In a broader perspective, I wish that society membership becomes an even more beneficial status for all of you so that each member feels that he can be an actor in shaping the future of metabolomics community.


Nominee for Treasurer

Baljit Ubhi

Baljit is a trained Ph.D. biochemist with 20 years of mass spectrometry experience and 10 years of marketing expertise. She is currently responsible for the Life Science Research business in the Americas at SCIEX. Her scientific research and business leadership at SCIEX have been instrumental in growing the company’s metabolomics business. This has meant she has a real deep understanding of financial modeling, building market analyses and understanding market drivers and growth areas. Baljit has spearheaded new product development in close collaboration with the marketing, product management, sales, R&D, and applications teams. She has leveraged her scientific expertise in metabolomics to drive product innovation and help shape how scientists globally employ technology in metabolomics and run successful biomarker studies. Prior to SCIEX, Baljit completed her Ph.D. studies at the University of Cambridge where she applied metabolomics to disease biomarker research.
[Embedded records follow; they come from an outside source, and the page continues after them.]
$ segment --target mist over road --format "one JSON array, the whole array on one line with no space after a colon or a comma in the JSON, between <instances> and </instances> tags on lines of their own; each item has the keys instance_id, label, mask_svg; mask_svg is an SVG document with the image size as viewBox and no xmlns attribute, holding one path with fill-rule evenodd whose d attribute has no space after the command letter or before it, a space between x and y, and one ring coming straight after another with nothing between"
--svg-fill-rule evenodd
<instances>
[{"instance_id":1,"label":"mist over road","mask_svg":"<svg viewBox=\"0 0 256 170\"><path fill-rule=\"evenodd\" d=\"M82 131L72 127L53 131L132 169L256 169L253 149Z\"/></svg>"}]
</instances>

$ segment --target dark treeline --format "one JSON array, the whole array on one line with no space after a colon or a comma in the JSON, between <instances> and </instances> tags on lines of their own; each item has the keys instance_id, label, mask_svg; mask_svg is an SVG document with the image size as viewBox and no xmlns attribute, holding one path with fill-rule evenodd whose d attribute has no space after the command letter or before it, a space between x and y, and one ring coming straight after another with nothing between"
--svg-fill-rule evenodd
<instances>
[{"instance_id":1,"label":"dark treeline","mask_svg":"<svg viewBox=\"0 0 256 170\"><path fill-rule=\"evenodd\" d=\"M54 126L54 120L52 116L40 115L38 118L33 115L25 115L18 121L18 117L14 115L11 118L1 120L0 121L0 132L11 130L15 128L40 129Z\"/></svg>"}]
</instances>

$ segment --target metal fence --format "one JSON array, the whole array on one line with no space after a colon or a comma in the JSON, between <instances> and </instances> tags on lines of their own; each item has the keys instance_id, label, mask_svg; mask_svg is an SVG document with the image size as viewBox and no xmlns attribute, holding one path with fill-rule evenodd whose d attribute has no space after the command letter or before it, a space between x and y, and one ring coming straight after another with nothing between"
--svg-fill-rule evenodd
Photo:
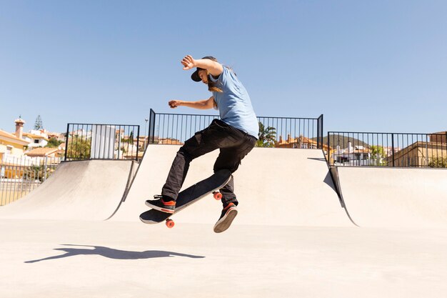
<instances>
[{"instance_id":1,"label":"metal fence","mask_svg":"<svg viewBox=\"0 0 447 298\"><path fill-rule=\"evenodd\" d=\"M338 167L447 167L447 133L329 131L327 157Z\"/></svg>"},{"instance_id":2,"label":"metal fence","mask_svg":"<svg viewBox=\"0 0 447 298\"><path fill-rule=\"evenodd\" d=\"M149 143L183 144L194 133L219 119L218 115L157 114L151 109ZM321 149L323 115L318 118L258 116L257 146Z\"/></svg>"},{"instance_id":3,"label":"metal fence","mask_svg":"<svg viewBox=\"0 0 447 298\"><path fill-rule=\"evenodd\" d=\"M39 187L61 163L58 157L16 157L0 160L0 206L9 204Z\"/></svg>"},{"instance_id":4,"label":"metal fence","mask_svg":"<svg viewBox=\"0 0 447 298\"><path fill-rule=\"evenodd\" d=\"M67 124L65 159L135 159L144 148L139 125Z\"/></svg>"}]
</instances>

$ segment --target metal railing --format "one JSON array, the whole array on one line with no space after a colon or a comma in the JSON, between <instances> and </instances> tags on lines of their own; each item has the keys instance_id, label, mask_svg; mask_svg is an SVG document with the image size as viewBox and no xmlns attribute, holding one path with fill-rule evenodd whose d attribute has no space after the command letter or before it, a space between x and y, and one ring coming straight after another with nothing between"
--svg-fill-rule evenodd
<instances>
[{"instance_id":1,"label":"metal railing","mask_svg":"<svg viewBox=\"0 0 447 298\"><path fill-rule=\"evenodd\" d=\"M447 168L447 133L328 133L326 157L338 167Z\"/></svg>"},{"instance_id":2,"label":"metal railing","mask_svg":"<svg viewBox=\"0 0 447 298\"><path fill-rule=\"evenodd\" d=\"M155 113L149 115L149 144L183 144L218 115ZM258 116L257 146L321 149L323 115L318 118Z\"/></svg>"},{"instance_id":3,"label":"metal railing","mask_svg":"<svg viewBox=\"0 0 447 298\"><path fill-rule=\"evenodd\" d=\"M138 160L143 144L139 125L69 123L65 160Z\"/></svg>"},{"instance_id":4,"label":"metal railing","mask_svg":"<svg viewBox=\"0 0 447 298\"><path fill-rule=\"evenodd\" d=\"M4 156L0 159L0 206L14 202L39 187L61 162L58 157Z\"/></svg>"}]
</instances>

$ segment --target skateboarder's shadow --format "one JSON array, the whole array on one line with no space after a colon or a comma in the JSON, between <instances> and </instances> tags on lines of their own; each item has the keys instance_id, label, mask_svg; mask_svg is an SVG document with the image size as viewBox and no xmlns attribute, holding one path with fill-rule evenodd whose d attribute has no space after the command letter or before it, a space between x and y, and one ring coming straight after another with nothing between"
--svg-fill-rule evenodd
<instances>
[{"instance_id":1,"label":"skateboarder's shadow","mask_svg":"<svg viewBox=\"0 0 447 298\"><path fill-rule=\"evenodd\" d=\"M178 252L165 252L161 250L146 250L145 252L131 252L126 250L114 249L104 247L96 247L91 245L76 245L76 244L63 244L70 247L94 247L94 249L86 248L59 248L54 249L54 250L60 250L65 252L64 254L60 254L59 256L49 257L44 259L35 259L32 261L26 261L25 263L36 263L41 261L47 261L50 259L62 259L69 257L79 256L79 255L89 255L96 254L99 256L103 256L109 259L152 259L152 258L163 258L163 257L185 257L193 259L201 259L205 257L194 256L192 254L179 254Z\"/></svg>"}]
</instances>

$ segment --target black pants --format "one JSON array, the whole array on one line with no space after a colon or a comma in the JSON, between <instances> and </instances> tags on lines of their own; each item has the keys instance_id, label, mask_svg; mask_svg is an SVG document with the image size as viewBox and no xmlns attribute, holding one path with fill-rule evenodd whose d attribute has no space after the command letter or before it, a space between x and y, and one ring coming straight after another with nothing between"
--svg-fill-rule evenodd
<instances>
[{"instance_id":1,"label":"black pants","mask_svg":"<svg viewBox=\"0 0 447 298\"><path fill-rule=\"evenodd\" d=\"M251 151L256 143L256 139L254 136L221 120L213 120L209 126L196 132L194 136L185 141L180 148L172 163L161 194L174 199L177 199L188 173L189 164L195 158L219 149L221 152L214 164L214 172L225 169L233 173L238 169L242 159ZM233 176L220 192L224 207L230 202L238 204L234 194Z\"/></svg>"}]
</instances>

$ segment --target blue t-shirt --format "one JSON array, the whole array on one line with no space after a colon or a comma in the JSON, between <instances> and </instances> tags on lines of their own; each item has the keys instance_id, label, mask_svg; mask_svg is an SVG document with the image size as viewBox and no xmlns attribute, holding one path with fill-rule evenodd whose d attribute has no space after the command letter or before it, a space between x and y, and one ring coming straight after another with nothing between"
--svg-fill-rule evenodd
<instances>
[{"instance_id":1,"label":"blue t-shirt","mask_svg":"<svg viewBox=\"0 0 447 298\"><path fill-rule=\"evenodd\" d=\"M217 79L216 87L223 92L213 91L221 119L228 125L241 129L258 139L259 124L254 114L248 93L236 74L224 66L224 71Z\"/></svg>"}]
</instances>

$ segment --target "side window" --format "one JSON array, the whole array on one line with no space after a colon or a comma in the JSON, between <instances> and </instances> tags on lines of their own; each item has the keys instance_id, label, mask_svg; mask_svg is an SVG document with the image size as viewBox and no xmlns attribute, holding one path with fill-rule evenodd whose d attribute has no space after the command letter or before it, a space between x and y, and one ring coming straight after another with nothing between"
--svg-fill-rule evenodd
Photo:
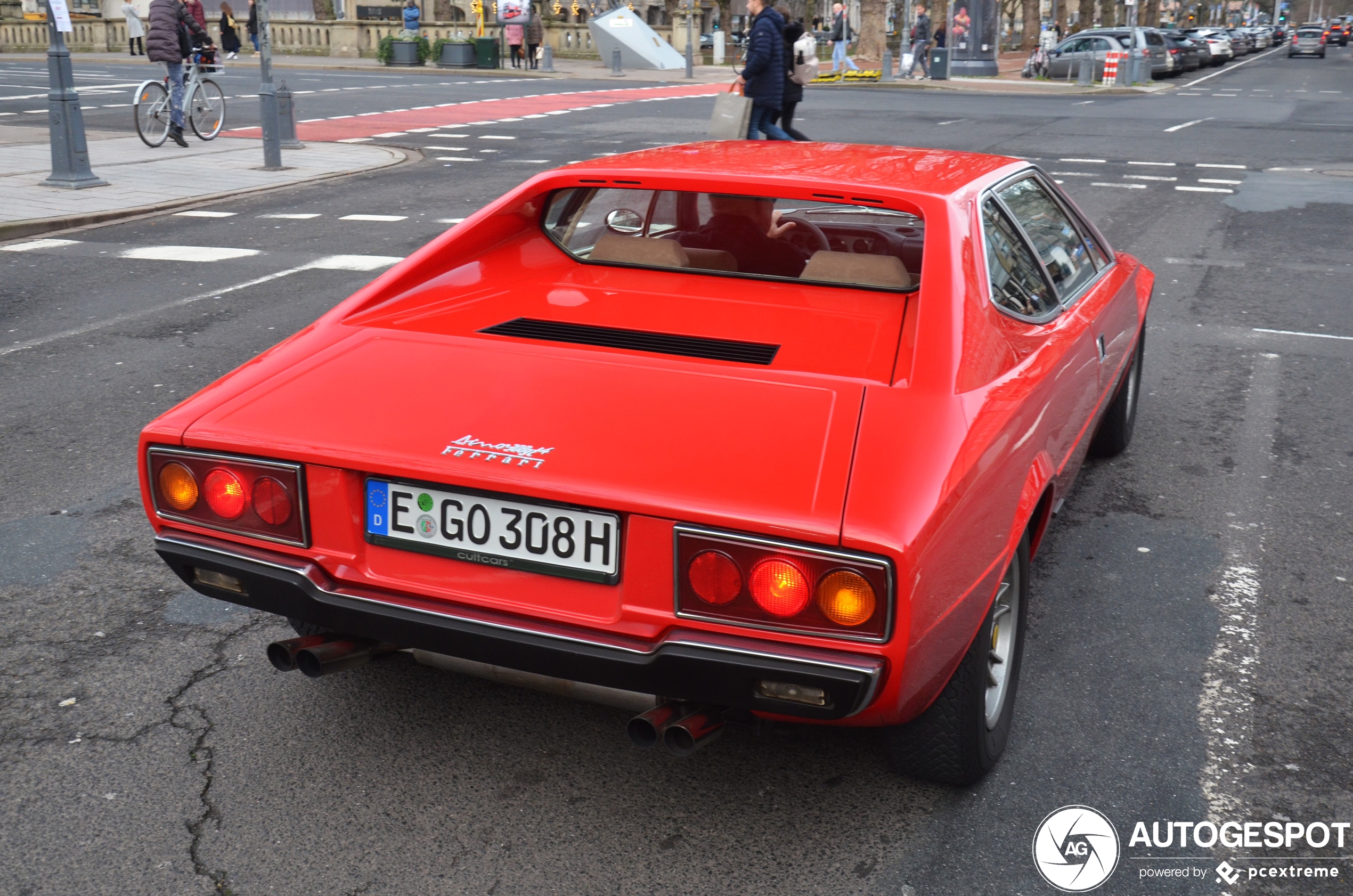
<instances>
[{"instance_id":1,"label":"side window","mask_svg":"<svg viewBox=\"0 0 1353 896\"><path fill-rule=\"evenodd\" d=\"M1028 234L1061 298L1070 298L1095 279L1095 263L1080 233L1035 179L1026 177L1000 195Z\"/></svg>"},{"instance_id":2,"label":"side window","mask_svg":"<svg viewBox=\"0 0 1353 896\"><path fill-rule=\"evenodd\" d=\"M986 234L986 271L992 280L992 300L1023 317L1043 317L1057 309L1057 298L1043 279L1019 229L996 200L982 202L982 231Z\"/></svg>"}]
</instances>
She collaborated with GlaxoSmithKline to advance their COPD biomarker panels to the preclinical phase of drug discovery during her studies.

Baljit has served on the EMN, IOC for and ITG for the Metabolomics Society. Baljit also serves on the SOC for MANA and the mQACC Committee. In early March this year, Baljit established Virtual Podium which allowed the promotion of scientific discussion and engagement, digitally, during the COVID19 pandemic.


I have three goals for why I’d like to be selected as the treasurer for the Metabolomic Society:

    1. Make sure that the vision for the Society is matched with the budget we have and we are able to deliver on our commitments (financially too!).

    2. Keeping administrative costs low as to offer the society members full benefits of their membership

    3. Manage the budget effectively to enable the fostering of global and regional relationships through combined events which would grow the society.